I think the view of scripture as a record of our attempts to know God better - that view has a lot to commend itself. As opposed to seeing scripture as a flat God-dictated book that must be taken as perfection from its first word to its last, which opens up so many cans of worms and internal, self-inflicted problems within the scriptures themselves that protestants spend all the rest of their theological energies becoming olympic eisegetical gymnasts putting it all back together again - trying (and failing to all eyes but their own) to achieve even just internal coherence. But if one lets go of all that and just lets the scriptures become a story - a narrative - of the people of God haltingly and slowly becoming aware of who God is - building up to Christ; then it casts new light on nearly everything, and is impossible to then “unsee”.

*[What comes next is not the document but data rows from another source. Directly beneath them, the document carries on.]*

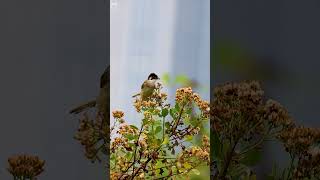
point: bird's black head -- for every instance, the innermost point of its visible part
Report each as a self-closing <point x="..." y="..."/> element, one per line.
<point x="153" y="76"/>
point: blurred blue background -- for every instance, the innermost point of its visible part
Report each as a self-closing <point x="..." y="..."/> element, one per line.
<point x="276" y="42"/>
<point x="161" y="36"/>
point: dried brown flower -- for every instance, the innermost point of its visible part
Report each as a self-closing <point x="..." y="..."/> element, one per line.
<point x="298" y="140"/>
<point x="25" y="166"/>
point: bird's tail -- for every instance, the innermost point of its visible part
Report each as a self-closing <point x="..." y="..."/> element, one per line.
<point x="82" y="107"/>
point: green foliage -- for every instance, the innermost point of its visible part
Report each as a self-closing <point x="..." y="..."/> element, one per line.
<point x="163" y="146"/>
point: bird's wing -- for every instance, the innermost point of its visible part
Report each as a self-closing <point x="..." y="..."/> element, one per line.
<point x="145" y="83"/>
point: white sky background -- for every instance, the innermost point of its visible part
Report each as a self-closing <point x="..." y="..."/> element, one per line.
<point x="161" y="36"/>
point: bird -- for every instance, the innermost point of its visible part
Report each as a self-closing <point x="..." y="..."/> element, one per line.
<point x="148" y="86"/>
<point x="102" y="100"/>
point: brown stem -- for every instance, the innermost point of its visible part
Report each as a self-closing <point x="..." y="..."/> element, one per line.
<point x="228" y="161"/>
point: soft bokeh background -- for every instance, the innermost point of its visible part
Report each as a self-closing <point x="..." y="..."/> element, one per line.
<point x="52" y="54"/>
<point x="161" y="36"/>
<point x="276" y="42"/>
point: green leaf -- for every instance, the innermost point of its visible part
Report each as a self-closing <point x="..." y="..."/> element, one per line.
<point x="189" y="138"/>
<point x="158" y="129"/>
<point x="167" y="125"/>
<point x="187" y="165"/>
<point x="164" y="112"/>
<point x="134" y="127"/>
<point x="165" y="79"/>
<point x="166" y="140"/>
<point x="195" y="171"/>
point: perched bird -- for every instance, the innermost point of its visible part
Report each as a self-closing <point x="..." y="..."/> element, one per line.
<point x="148" y="87"/>
<point x="102" y="101"/>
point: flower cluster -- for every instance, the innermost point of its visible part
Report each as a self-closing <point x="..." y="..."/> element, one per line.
<point x="243" y="119"/>
<point x="308" y="165"/>
<point x="141" y="153"/>
<point x="236" y="107"/>
<point x="25" y="166"/>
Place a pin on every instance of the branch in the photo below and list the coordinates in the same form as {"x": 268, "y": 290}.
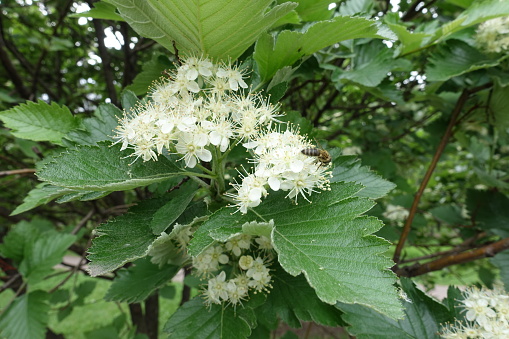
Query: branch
{"x": 467, "y": 256}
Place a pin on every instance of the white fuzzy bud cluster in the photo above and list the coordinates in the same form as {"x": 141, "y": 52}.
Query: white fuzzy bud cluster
{"x": 200, "y": 111}
{"x": 247, "y": 255}
{"x": 195, "y": 110}
{"x": 487, "y": 312}
{"x": 171, "y": 248}
{"x": 280, "y": 165}
{"x": 493, "y": 35}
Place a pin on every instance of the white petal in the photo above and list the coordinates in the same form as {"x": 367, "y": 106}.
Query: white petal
{"x": 193, "y": 87}
{"x": 296, "y": 166}
{"x": 215, "y": 138}
{"x": 233, "y": 84}
{"x": 255, "y": 194}
{"x": 274, "y": 183}
{"x": 167, "y": 127}
{"x": 192, "y": 74}
{"x": 201, "y": 139}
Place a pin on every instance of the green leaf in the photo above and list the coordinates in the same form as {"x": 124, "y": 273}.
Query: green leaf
{"x": 98, "y": 128}
{"x": 200, "y": 27}
{"x": 491, "y": 210}
{"x": 195, "y": 320}
{"x": 40, "y": 195}
{"x": 480, "y": 11}
{"x": 499, "y": 106}
{"x": 422, "y": 316}
{"x": 139, "y": 281}
{"x": 21, "y": 235}
{"x": 179, "y": 200}
{"x": 27, "y": 317}
{"x": 455, "y": 58}
{"x": 152, "y": 70}
{"x": 39, "y": 121}
{"x": 123, "y": 239}
{"x": 272, "y": 54}
{"x": 313, "y": 10}
{"x": 292, "y": 300}
{"x": 501, "y": 260}
{"x": 104, "y": 168}
{"x": 46, "y": 251}
{"x": 355, "y": 7}
{"x": 101, "y": 10}
{"x": 327, "y": 240}
{"x": 349, "y": 169}
{"x": 370, "y": 65}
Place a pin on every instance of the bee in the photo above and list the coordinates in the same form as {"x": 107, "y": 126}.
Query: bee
{"x": 322, "y": 156}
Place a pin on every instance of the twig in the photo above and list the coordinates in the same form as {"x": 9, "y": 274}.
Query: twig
{"x": 467, "y": 256}
{"x": 445, "y": 138}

So in that view, God is first viewed as having much in common with so many other gods of the day - needing to be appeased with sacrifices, having a bit of a temper, looking more like how we would see Zeus than what we later see instead in Christ. He hurls lightning bolts, wipes out entire populations with floods … and for all that … sin remains in the world. It didn’t ‘work’. At least not like the ancients thought it should work. Literalists and inerrantists are stuck trying to defend all these old views because … there it is in the Bible after all, so it must be the final word, right? (Nevermind Christ, apparently). But that isn’t to say these movements weren’t in true and needed directions. First - the recognition that sin exists and is a thing, a devastating thing! And then beyond that, we should be addressing it - trying to atone as it were (enter the whole system of sacrifices). Also an improvement on the notion that everything is just a free-for-all and whoever is strongest just gets to have their way. And that vengeance shouldn’t be unlimited - let’s instead limit it to an eye for an eye and so forth. These are all improvements on what came before. All getting closer to what God is about even if it isn’t yet the final word (Christ) on the fullness of God’s will.
Once read that way, and not trying to justify floods and rivers of blood as having some sort of equivalent authority about what God is like over and against Christ - then a great burden is released and one can go back and actually learn from the old accounts on their own terms about where the people of God have been rather than trying to craft new theologies around old temple and sacrificial systems that Christ definitively informed us were things of the past. John 4:21-24. This new wine just won’t keep well in the old wineskins we keep trying to re-use.